ケース2

如何に虫の侵入を防ぐか、それは網戸の永遠の課題

身近な虫である蚊。その蚊が世界で72万5000人の命を奪っていると推定されています。
それは、蚊が媒介する感染症によるものです。2014年8月、日本国内でも蚊が媒介するデング熱を発症した感染者が現われ、大きな社会問題となりました。さらに、死に至る恐れのあるマラリアや、症状が激しいチクングニア熱等も世界的に流行範囲が拡大しています。
日本においては、虫が室内へ進入する対策として網戸が普及していますが、実は極小な虫が網をすり抜けてしまうケースや、網をつたって網戸の隙間等から室内に進入してしまうケースがあり、通常の網戸では万全な対策とは言い切れません。

虫が忌避する薬剤を練り込んだ糸を用いた網戸を開発

ウェーブロックグループは、糸の紡糸から編織、最終製品化までを自社で一貫生産出来る強みを持っており、紡糸の際に、様々な虫に対して高い忌避効果を発揮する薬剤「エトフェンプロックス」を練り込んだ糸を用いた防虫網を製造することに成功しました。エトフェンプロックスは、日本国内のデング熱発症の感染源になったヒトスジシマカの防除にも使用された薬剤で、当社では、同薬剤を塗布ではなく、独自の特許技術を使い糸に練り込むことにより、忌避効果を長期間、かつ安定的に持続させることに成功しました。
防虫網を均一の網目に織り上げる技術に加え、この薬剤の効果により虫が防虫網に留まり続けることが出来ず、室内への侵入防止に高い効果を発揮します。また、使用される薬剤は微量で、人間や動物への悪影響もありません。また、気化せず空気中に漂わないので環境に優しく、子どもやペットのいるご家庭でも安心して使用することが出来ます。
虫が媒介する感染症の世界的な流行への対策として、国内だけでなく世界的にも需要が見込まれます。

ウェーブロックグループの「虫のイヤがる網」

「虫のイヤがる網」は、防虫網の国内トップメーカーであるウェーブロックグループのダイオ化成(株)が製造から販売まで行っています。日本で最初に樹脂製の網戸用ネットを生産したダイオ化成(株)がこれまでに培ってきたノウハウを「虫のイヤがる網」に応用し、しかも、網戸用防虫網としての高い耐久性や視界性等の基本性能は従来品同等を確保しました。
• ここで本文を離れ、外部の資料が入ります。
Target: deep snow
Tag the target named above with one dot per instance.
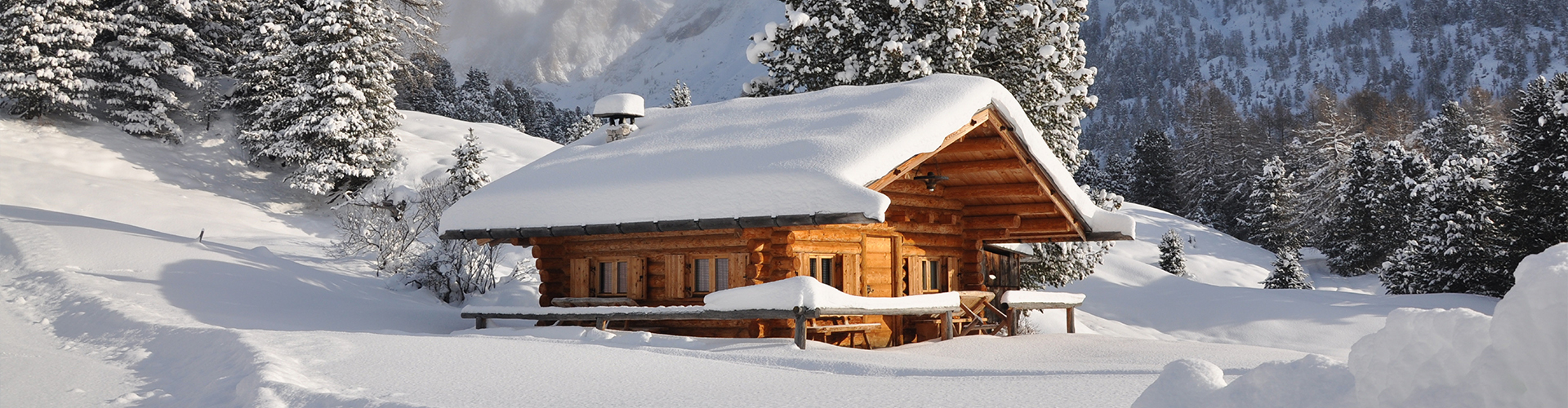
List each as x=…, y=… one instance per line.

季節性を有する製品を、国内3,000店舗以上のホームセンターの需要に対応できる大量物流体制を構築することにより、国内市場へ安定的に供給しています。

 

 

ケース3

震災で二次災害が多発した防煙垂れ壁

一定規模を超える商業ビルやオフィスビル等には、「防煙垂れ壁」と呼ばれる防火設備の設置が義務付けられています。火災発生時に煙や有毒ガスの拡散を防ぐために、天井から50㎝以上垂らす間仕切りで、その多くは美観を保つためにガラス製のものが使用されていました。しかし、2007年の中越沖地震や2011年の東日本大震災でガラスが人や設備機器、什器や商品に向けて落下・飛散するという二次災害が多数発生したことを契機に、安全性を重視し、かつ美観も維持できる高透明で樹脂製の不燃シートのニーズが高まりました。 
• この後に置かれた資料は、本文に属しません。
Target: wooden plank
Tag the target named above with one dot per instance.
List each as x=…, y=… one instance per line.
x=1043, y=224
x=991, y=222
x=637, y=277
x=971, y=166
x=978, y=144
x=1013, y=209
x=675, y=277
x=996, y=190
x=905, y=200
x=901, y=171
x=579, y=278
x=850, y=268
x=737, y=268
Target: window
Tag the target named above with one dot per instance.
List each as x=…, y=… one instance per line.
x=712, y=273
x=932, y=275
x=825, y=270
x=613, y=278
グラスファイバーとポリ塩化ビニルの融合で生まれた高透明性

基布に100%のグラスファイバーを、樹脂には透明な特殊樹脂ポリ塩化ビニルを使用、この両者をウェーブロックグループの独自技術により融合させることで、不燃性で透明度の高いシートを開発しました。
樹脂の特徴を確保しつつ、90%という高い全光線透過率と透明性を実現。これを防煙垂れ壁に使用することで、美観を保ちつつ震災時の安全性を高めることが可能となりました。
また、ガラスの約10分の1の軽さにより運搬・施工が容易となっており、普及促進が期待されています。

ェーブロックグループの「高透明不燃シート」

ウェーブロックグループの高透明不燃シートは、不燃・軽量・割れない・飛散しないを特長とする、独自開発製品です。
設置にあたっては、軽量であるため天井の補強工事等の必要がなく、新築時はもちろん空間のレイアウト変更等にも容易に対応できることから、幅広い需要が期待されています。また、国土交通大臣の不燃材料認定を取得しており、内装制限を受ける特殊建築物の間仕切りとしても使用可能です。